Over the course of three hours, there were many such gripping stories illustrating the draconian nature of a lockout. There was also testimony about how the replacement workers hired by National Grid were doing a bad job, endangering public safety. John Buonopane, the president of one steelworkers local, urged the lawmakers on the committee to send a message to National Grid, which was described throughout the afternoon as a greedy, giant, multinational corporation.

Only one lawmaker posed a question to union members and their supporters. Sen. Michael Barrett, the cochair of the committee, asked Buonopane whether the Legislature should designated the gas workers as essential employees, which would mean they couldn’t be locked out but also couldn’t strike. (Before being locked out, the union had voted to strike.) Buonopane didn’t answer the question directly, but instead pointed out that the union hadn’t gone on strike in 50 years though it had faced two lockouts over the last 25 years.
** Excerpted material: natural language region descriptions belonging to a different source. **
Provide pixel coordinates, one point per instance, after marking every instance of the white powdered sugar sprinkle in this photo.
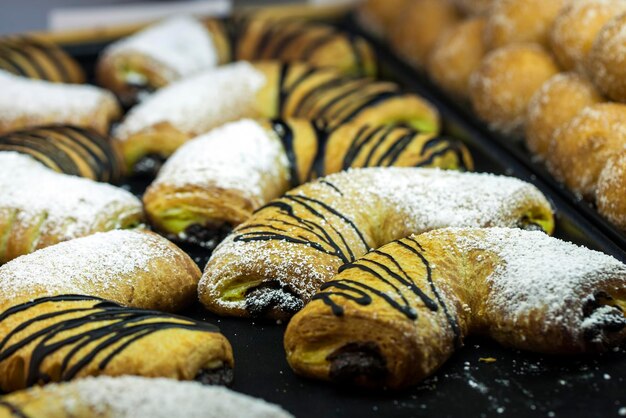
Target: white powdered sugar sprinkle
(182, 45)
(242, 156)
(199, 103)
(139, 397)
(63, 205)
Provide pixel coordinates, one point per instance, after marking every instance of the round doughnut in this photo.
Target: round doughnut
(577, 26)
(553, 106)
(580, 150)
(503, 84)
(419, 26)
(606, 62)
(511, 21)
(610, 197)
(456, 55)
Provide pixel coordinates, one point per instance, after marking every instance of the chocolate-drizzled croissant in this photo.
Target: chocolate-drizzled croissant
(68, 149)
(217, 180)
(39, 207)
(154, 129)
(59, 338)
(394, 316)
(160, 54)
(273, 263)
(31, 57)
(318, 44)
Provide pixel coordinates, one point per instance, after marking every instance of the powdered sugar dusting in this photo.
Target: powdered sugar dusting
(199, 103)
(181, 44)
(63, 205)
(41, 102)
(242, 156)
(139, 397)
(98, 265)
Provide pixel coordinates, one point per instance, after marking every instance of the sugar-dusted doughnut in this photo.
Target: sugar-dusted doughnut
(397, 314)
(273, 263)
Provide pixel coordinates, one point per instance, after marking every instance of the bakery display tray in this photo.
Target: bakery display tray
(516, 384)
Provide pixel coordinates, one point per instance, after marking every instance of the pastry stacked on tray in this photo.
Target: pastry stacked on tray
(324, 193)
(549, 70)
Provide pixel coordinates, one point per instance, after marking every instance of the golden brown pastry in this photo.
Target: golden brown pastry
(160, 54)
(134, 397)
(606, 60)
(65, 337)
(553, 106)
(317, 44)
(273, 263)
(575, 28)
(514, 21)
(503, 85)
(154, 129)
(32, 57)
(580, 149)
(419, 25)
(68, 149)
(216, 181)
(610, 197)
(26, 103)
(135, 268)
(39, 207)
(456, 55)
(396, 315)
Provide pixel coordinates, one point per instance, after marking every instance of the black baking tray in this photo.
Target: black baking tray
(517, 384)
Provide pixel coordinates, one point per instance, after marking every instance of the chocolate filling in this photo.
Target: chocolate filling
(272, 296)
(222, 376)
(358, 364)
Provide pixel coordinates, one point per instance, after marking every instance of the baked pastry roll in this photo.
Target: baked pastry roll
(396, 315)
(68, 149)
(134, 268)
(318, 44)
(25, 103)
(273, 263)
(35, 58)
(134, 397)
(160, 54)
(64, 337)
(217, 180)
(39, 207)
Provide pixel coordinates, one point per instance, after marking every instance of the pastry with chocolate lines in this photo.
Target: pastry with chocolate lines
(317, 44)
(39, 207)
(216, 181)
(65, 337)
(273, 263)
(134, 268)
(154, 129)
(160, 54)
(27, 103)
(68, 149)
(32, 57)
(394, 316)
(134, 397)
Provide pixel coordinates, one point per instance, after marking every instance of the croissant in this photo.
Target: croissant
(133, 268)
(59, 338)
(160, 54)
(25, 103)
(394, 316)
(134, 397)
(217, 180)
(68, 149)
(153, 130)
(39, 207)
(31, 57)
(273, 263)
(315, 43)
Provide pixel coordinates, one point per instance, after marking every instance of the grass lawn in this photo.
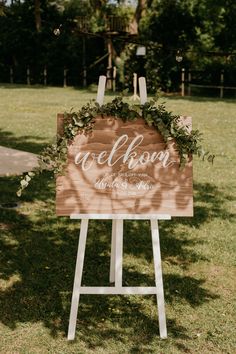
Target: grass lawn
(38, 250)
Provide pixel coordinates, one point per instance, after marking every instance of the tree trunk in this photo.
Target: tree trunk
(140, 11)
(37, 15)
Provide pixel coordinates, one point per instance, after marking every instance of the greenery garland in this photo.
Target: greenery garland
(54, 156)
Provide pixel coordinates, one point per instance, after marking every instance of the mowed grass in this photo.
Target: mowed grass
(38, 250)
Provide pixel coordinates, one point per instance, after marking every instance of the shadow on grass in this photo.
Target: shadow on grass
(204, 99)
(38, 253)
(23, 143)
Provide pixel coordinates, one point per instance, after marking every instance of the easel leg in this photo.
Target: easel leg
(118, 252)
(158, 278)
(113, 252)
(77, 279)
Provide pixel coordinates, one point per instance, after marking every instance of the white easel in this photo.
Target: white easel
(116, 251)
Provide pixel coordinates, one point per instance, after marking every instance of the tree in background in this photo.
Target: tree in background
(70, 34)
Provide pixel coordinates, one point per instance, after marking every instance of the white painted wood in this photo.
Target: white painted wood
(122, 216)
(114, 290)
(142, 90)
(118, 252)
(101, 89)
(158, 279)
(116, 271)
(113, 248)
(77, 279)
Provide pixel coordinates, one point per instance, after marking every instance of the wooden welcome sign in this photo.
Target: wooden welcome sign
(124, 168)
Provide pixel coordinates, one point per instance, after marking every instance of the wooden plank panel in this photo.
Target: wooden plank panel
(123, 168)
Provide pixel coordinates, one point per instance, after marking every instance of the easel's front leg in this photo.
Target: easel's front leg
(77, 279)
(158, 279)
(113, 252)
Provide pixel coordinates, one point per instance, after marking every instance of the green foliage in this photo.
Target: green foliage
(54, 156)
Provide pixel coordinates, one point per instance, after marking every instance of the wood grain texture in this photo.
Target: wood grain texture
(148, 188)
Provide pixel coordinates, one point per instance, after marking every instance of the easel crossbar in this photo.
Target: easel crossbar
(110, 290)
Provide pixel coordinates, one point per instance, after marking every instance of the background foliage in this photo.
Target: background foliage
(204, 30)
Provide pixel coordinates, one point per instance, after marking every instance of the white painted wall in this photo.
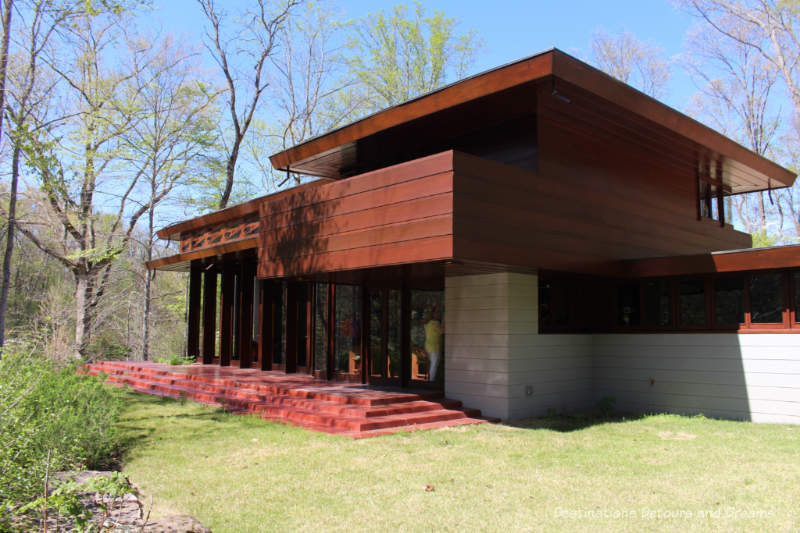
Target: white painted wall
(749, 376)
(494, 355)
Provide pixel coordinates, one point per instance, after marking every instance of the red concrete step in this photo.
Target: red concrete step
(351, 410)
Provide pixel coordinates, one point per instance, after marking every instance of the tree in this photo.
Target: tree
(768, 31)
(256, 39)
(304, 97)
(76, 160)
(399, 56)
(178, 127)
(26, 96)
(631, 61)
(735, 96)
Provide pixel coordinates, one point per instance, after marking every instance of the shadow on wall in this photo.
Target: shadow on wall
(693, 373)
(296, 233)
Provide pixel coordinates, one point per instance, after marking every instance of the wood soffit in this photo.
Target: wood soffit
(716, 262)
(328, 154)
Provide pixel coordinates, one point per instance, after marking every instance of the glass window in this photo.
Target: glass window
(692, 302)
(796, 296)
(628, 305)
(321, 327)
(347, 354)
(553, 303)
(279, 338)
(657, 303)
(729, 300)
(385, 333)
(427, 335)
(766, 298)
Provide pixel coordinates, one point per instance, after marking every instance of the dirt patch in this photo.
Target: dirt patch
(125, 514)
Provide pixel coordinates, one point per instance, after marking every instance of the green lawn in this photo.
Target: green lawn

There were plenty of other questions that could have been asked to shed more light on the situation.

National Grid, for example, says its five-year offer to its steelworker unions includes pay increases that would boost the current average employee salary from $120,000 a year, including overtime, to $137,000. The offer also includes a 10 percent increase in the pension plan for current employees. New employees, however, would be assigned to a 401k plan with a 3 to 9 percent company match. The company’s health insurance proposal would also introduce deductibles and coinsurance for the first time.

Steelworkers at the Tuesday hearing on National Grid legislation.No lawmaker asked whether the company’s numbers were accurate, or why the offer was unacceptable. (Grid had said all of its other unions had accepted similar terms.)

But lawmakers found their voices when Marcy Reed, the Massachusetts president of National Grid, testified against O’Day’s bill. She and a colleague were asked about the company’s morality, its claim that it wasn’t making much money in Massachusetts, and its “insulting” suggestion that workers who had voted to strike could endanger public safety by just walking off in the middle of a job.

Throughout Reed’s testimony, she was heckled by a handful of steelworkers and their supporters in the packed hearing room. As Reed talked, people in the audience provided their own running commentary, some shouted out “not true” to her statements, another yelled “bullshit” to one of her points.

No one was invited to testify who could address the National Grid contention that any legislative intervention in a private labor dispute would be a violation of federal law. That is a huge question looming over efforts by lawmakers on Beacon Hill to step into the fray, but Tuesday’s four-hour hearing provided no answers.

The plight of locked-out workers has overshadowed the company’s financial concerns and drawn widespread political support. House Speaker Robert DeLeo, normally a friend of business, has taken a strong interest in the labor dispute, supporting the O’Day legislation and a separate bill providing additional unemployment benefits to the locked-out workers. Gov. Charlie Baker has been less active in pushing legislation, but he has made clear the lockout needs to end and end soon.

Even with emotions running high on the issue on Beacon Hill, a hearing is an ideal setting to understand all of the ramifications of a piece of legislation. On Tuesday, however, that didn’t happen. It was a missed opportunity.